Jejak Pelarian Alex Sander Berakhir: Sinergi Polres Gresik dan Polsek Sukarami Palembang, Ringkus Sopir Truk Penggelap Aset Tanpa Perlawanan

Loading

Detiknews.tv – Palembang |  Tabir gelap pelarian Alex Sander, sopir truk tronton yang menjadi buron kasus penggelapan aset perusahaan, akhirnya tersingkap. Melalui operasi senyap dan koordinasi taktis antara Satreskrim Polres Gresik dan Reskrim Polsek Sukarami Palembang, “sang kapten” pelarian ini diringkus tanpa perlawanan di persembunyiannya, di Jawa Timur.

Keberhasilan ini bukan sekadar keberuntungan, melainkan hasil investigasi panjang pasca pelaku menghilang sejak Maret lalu.

Perburuan mencapai titik krusial pada 26 April 2026. Tim Reskrim Polsek Sukarami bergerak cepat bertolak menuju Gresik setelah mendapat sinyal valid mengenai koordinasi titik terang keberadaan pelaku dari Polres Gresik.

Tak butuh waktu lama, hanya dalam kurun waktu 24 jam, tepatnya 27 April 2026 pelaku berhasil dikepung dan diamankan. Tanpa membuang waktu, Alex Sander langsung diterbangkan dari Surabaya menuju Palembang untuk mempertanggungjawabkan perbuatannya di wilayah hukum Polsek Sukarami.

Kasus ini bermula pada Selasa, 17 Maret 2026. Alex Sander diduga melakukan aksi sabotase internal dengan meninggalkan truk tronton bernomor polisi BG-8990-UV di pinggir Jalan Soekarno-Hatta.

Investigasi di lapangan menemukan fakta mengejutkan: truk tersebut ditemukan dalam kondisi memprihatinkan. Pelaku diduga menggasak aset vital sebelum kabur. Tangki BBM ditemukan dalam keadaan kosong melongpong, dan beberapa komponen penting raib.

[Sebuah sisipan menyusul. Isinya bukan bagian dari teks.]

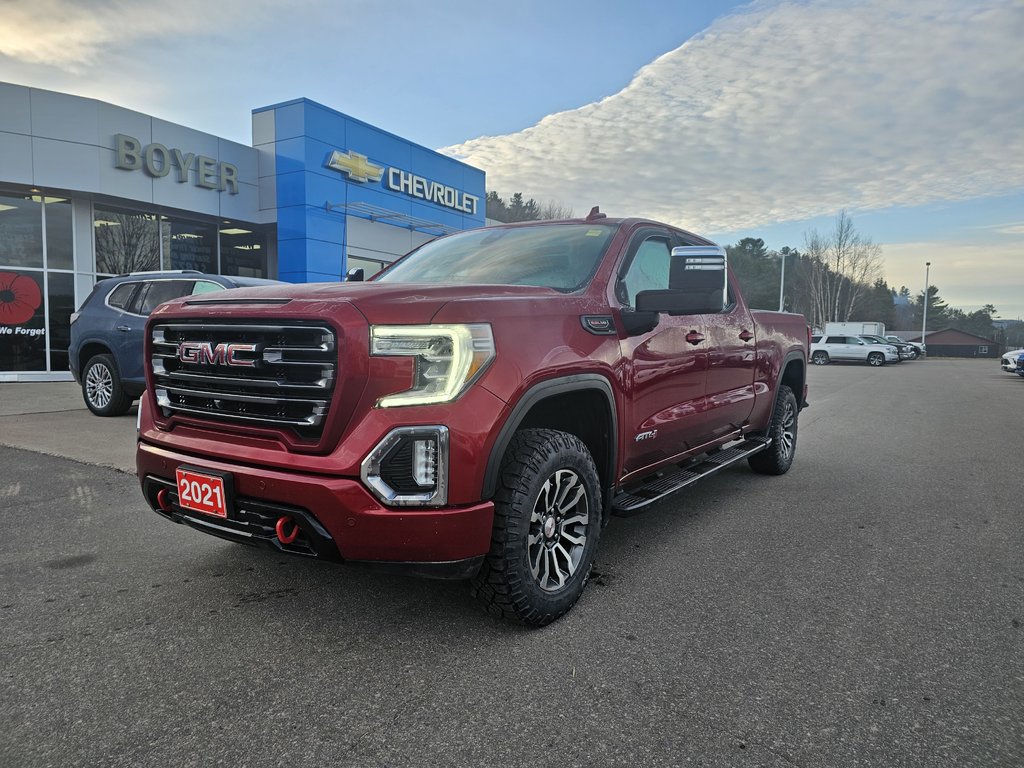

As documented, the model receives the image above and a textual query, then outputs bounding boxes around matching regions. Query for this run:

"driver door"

Tak hanya itu, uang jalan operasional yang dipercayakan perusahaan pun ludes ditilep.

Pihak perusahaan yang geram langsung mengambil langkah hukum tegas. Perwakilan perusahaan berinisial “M” sebelumnya telah menegaskan tidak akan memberi celah bagi pelaku.

“Tindakan pelaku sangat menyusahkan perusahaan. Kami akan kejar terus guna mempertanggungjawabkan perbuatannya secara hukum,” tegas “M” dalam keterangannya kepada media Maret lalu.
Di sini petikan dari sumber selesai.